Bir yandan İsrail’in Mavi Marmara baskınından dolayı Türkiye’den özür dilemeye hazırlandığı haberleri gelirken, diğer yandan da İsrailli yetkililer, Türkiye’yle gerginliğin çözülmesinin Ortadoğu barış sürecine olumlu etki yapabileceğini düşünüyor. Bu durum, İsrail ve Filistinliler arasında Türkiye’nin üstlenmek istediği arabuluculuk olasılığını güçlendirebilir mi? Amerika’nın Sesi muhabirlerinden Jeffrey Young, kısa bir süre önce bu soruyu önde gelen Filistinli politikacılardan Hanan Aşravi’ye sordu. Aşravi Türkiye’nin bölgesel rolünü şöyle değerlendirdi.
Aşravi, “Türkiye, İsrail-Suriye görüşmelerinde arabuluculuk yaptı. Arap dünyası ve Filistinliler arasında prestijli bir konuma sahip. Türk hükümeti, İsrail’in Filistinliler’e nasıl muamele ettiğine, Filistinlilerle dayanışma içinde olanlara nasıl davrandığına doğrudan tanık oldu. Mavi Marmara baskınında kendi vatandaşlarını kaybetti. Türkiye Filistinliler için uzlaşmacı rol oynamak istiyor. Bölgedeki rolünü arttırmak istiyor. Bu rolün de etkili olmasını istiyor. Sonuçta Türkiye de bir Ortadoğu ülkesi. Avrupa’da popülizm, ırkçılık ve İslam karşıtlığı yükseldikçe Türkiye de kendini yeniden konumlandırmak istiyor. Aynı şekilde Türkiye, Amerika’nın Irak’ı işgalinin ardından İran’ın bölgedeki yükselişini dengeleyici bir unsur oldu. Bölgede bazı kesimler İran’a güven duymadığı için Türkiye burada dengeleyici rol üstleniyor. Hem çevre ülkelerle ilişkilerini geliştirmek istiyor, hem de uzlaşmacı bir rol üstlenmek istiyor,” şekilnde konuştu.
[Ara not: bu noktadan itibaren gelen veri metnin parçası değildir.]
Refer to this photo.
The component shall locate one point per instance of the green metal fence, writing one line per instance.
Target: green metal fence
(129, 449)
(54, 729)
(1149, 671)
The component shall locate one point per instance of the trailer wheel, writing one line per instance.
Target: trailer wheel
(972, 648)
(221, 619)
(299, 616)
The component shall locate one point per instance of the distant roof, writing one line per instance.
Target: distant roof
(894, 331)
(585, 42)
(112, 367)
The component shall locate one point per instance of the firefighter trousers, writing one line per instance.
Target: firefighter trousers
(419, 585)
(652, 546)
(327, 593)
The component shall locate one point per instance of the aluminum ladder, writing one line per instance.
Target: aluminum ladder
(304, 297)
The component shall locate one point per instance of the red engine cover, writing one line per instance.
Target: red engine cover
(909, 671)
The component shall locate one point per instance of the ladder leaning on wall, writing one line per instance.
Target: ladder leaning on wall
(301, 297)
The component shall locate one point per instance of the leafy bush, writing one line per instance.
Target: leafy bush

Amerika’nın Sesi stüdyolarına konuk olan Hanan Aşravi, ilk intifadadan bu yana İsrail-Filistin görüşmelerinde önemli rol üstlendi. Dr. Aşravi, Türkiye’nin İsrail-Filistin görüşmelerinde arabuluculuk üstlenmesine kişisel olarak olumlu baksa da, bunun gerçekleşmesini pek mümkün görmüyor.
Aşravi, "Türkiye’nin İsrail’le ilişkileri son yıllarda kötüleşti. Bu da şaşırtıcı değil. Çünkü İsrail herkese işgalci gibi davranıyor, Beyaz Saray’a bile. Yönetimlerinde bir şekilde küstahlık hissediliyor, her şeye hakları, ayrıcalıkları olduğuna inanıyorlar. Bu tarz bir davranış da ilişkilerini etkiliyor. İsrail’in bu tavırları bütün ülkeleri kendisinden soğuttu. Belki daha Beyaz Saray ve Kongre’yi bezdiremediler, ama kendi yarattıkları enkazın altında kalacaklar. Türkiye bu küstahlığa karşı durdu. Ankara uzlaşmacı rol üstlenerek kendini bölgede yeniden konumlandırmak istiyor. Ama İsrail ve Filistin arasında arabuluculuk yapabileceğini hiç sanmıyorum. Çünkü İsrail’le ilişkisi, ekonomik ve askeri ilişkilerinin iyi olmasına rağmen, şu sıralarda hiç iyi değil. Amerika’ya gelince arabuluculuk konusunda hiç de adaletli olmadı ve hep İsrail’in tarafını tuttu. Bu yüzden Amerikalılar dışında ne kadar fazla arabulucu olursa o kadar iyi olur. Amerika arabuluculukta hep tekel oldu, İsrail’i şımarttı, verdiği desteği ve korumayı da saymıyorum. Artık bir ayar yapma zamanı geldi. Bölgede artık top el değiştirdi. Yeni bir sayfa açıldı. Artık Ortadoğu bildiğimiz Ortadoğu değil. Amerikalılar da bunun kabul etmek zorunda, etmezlerse çok geç olacak," diyor.